The Countess of Snowdon, Princess Margaret, had once famously said, “I have as much privacy as a goldfish in a bowl.” While she did not expect her statement to hold so much relevance today, the truth in it is for all to see.
Is your online life private? (Image credit: Getty Images)
Never before in the history of the Internet has the topic of Internet surveillance, privacy or interception been more discussed than it is now. Thanks to the Internet, the world you and I live in is a well-connected one and it promises a whole range of options to explore and share. The recent developments in the world – the US PRISM programme being one – have forced one to worry about their privacy in the “digital world”. NSA contractor Edward Snowden first leaked classified documents to the press about the PRISM programme last month and ever since, the Internet has been abuzz with speculations surrounding the extent of user data in possession of the US government.

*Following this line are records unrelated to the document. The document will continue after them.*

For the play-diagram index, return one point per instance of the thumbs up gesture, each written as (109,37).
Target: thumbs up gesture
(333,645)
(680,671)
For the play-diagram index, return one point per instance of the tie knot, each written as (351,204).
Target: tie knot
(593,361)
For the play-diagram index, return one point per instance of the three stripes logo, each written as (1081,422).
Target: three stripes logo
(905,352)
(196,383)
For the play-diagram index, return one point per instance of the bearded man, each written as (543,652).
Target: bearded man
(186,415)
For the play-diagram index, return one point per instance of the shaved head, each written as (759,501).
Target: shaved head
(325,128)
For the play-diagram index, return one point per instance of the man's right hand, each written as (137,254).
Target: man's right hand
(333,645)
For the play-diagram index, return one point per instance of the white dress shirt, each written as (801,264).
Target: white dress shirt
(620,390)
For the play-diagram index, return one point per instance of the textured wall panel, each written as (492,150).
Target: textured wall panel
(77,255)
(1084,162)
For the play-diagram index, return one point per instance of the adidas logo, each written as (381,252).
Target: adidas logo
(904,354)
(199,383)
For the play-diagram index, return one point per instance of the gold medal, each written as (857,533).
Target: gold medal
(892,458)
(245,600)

Data privacy in India and the Central Monitoring System
In India too, privacy continues to remain a topic of great debate and these have been only getting louder since the time the news about India’s Central Monitoring System got out. The CMS has been in the works for sometime now and it is expected to start functioning very soon. Once it is functional, the Rs 400 crore project will allow government agencies in the country to access all communication – online activities, phone calls, SMS, social media conversations and even the geographical location of individuals.

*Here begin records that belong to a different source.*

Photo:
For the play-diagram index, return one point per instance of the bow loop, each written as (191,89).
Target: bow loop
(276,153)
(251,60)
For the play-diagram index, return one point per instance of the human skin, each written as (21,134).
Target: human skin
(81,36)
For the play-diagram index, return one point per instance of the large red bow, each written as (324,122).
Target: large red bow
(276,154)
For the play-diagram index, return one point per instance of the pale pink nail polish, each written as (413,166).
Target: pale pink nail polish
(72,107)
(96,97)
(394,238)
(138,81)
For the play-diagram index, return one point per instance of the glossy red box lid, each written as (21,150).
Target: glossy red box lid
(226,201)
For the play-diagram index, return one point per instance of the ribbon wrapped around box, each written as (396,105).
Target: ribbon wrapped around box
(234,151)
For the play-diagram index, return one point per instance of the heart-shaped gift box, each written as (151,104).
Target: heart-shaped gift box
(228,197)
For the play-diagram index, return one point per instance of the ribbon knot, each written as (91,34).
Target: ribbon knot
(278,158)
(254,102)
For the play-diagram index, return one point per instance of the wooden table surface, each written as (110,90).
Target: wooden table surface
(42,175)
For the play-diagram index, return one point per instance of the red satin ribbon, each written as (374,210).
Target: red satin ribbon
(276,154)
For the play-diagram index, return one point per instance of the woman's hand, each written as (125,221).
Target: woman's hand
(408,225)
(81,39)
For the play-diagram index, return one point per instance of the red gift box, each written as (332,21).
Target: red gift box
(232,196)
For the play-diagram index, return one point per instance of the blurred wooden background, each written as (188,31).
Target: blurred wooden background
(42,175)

Simply put, using the CMS government agency officials like the National Investigation Agency or those in the tax department will have access to every byte of communication. According to The Centre for Internet & Society, the agencies that will have access to the nation's CMS include the Research and Analysis Wing (R&AW), the Central Bureau of Investigation (CBI), the National Investigation Agency (NIA), the Central Board of Direct Taxes (CBDT), the Narcotics Control Bureau, and the Enforcement Directorate (ED). The Central Monitoring System will be developed through C-DOT or The Centre for Development of Telematics. An autonomous body, C-DOT aims to develop telecommunication technology for the Indian telecommunication network.
Why is it worrying?
The IT law – enacted in 2000, amended in 2008 and in 2011 – confers upon government officials the authority to intercept phone calls, SMS, emails and even monitor websites, but only for "reasonable security practices and procedures".

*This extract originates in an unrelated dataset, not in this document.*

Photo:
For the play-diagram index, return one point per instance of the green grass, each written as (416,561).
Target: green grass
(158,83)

While the move has national security at its helm, it is giving sleepless nights to those championing the cause of privacy and Internet freedom in the country. Last month, the Human Rights Watch (HRW) wrote that with the installation of the CMS, the Indian government should put in place laws that ensure “increased surveillance of phones and the Internet does not undermine rights to privacy and free expression". Pranesh Prakash, Policy Director, The Centre for Internet & Society told us as a matter of fact that the CMS isn’t doing something completely new, since data interception happened even before it, albeit in a decentralised fashion. The new system, he said, will be essentially consolidating the two systems. Pranesh, in fact, went on to term both the existing system and CMS as “illegal”.
When reports about India's proposed CMS began doing the rounds, Pranesh in a detailed piece noted that taking into consideration India's weak privacy laws, "this kind of development is very worrisome." He further added that the task of setting up the CMS was done with neither public nor parliamentary dialogue, a stark contrast to the idea that in a democracy, the government ought to be accountable to its citizens.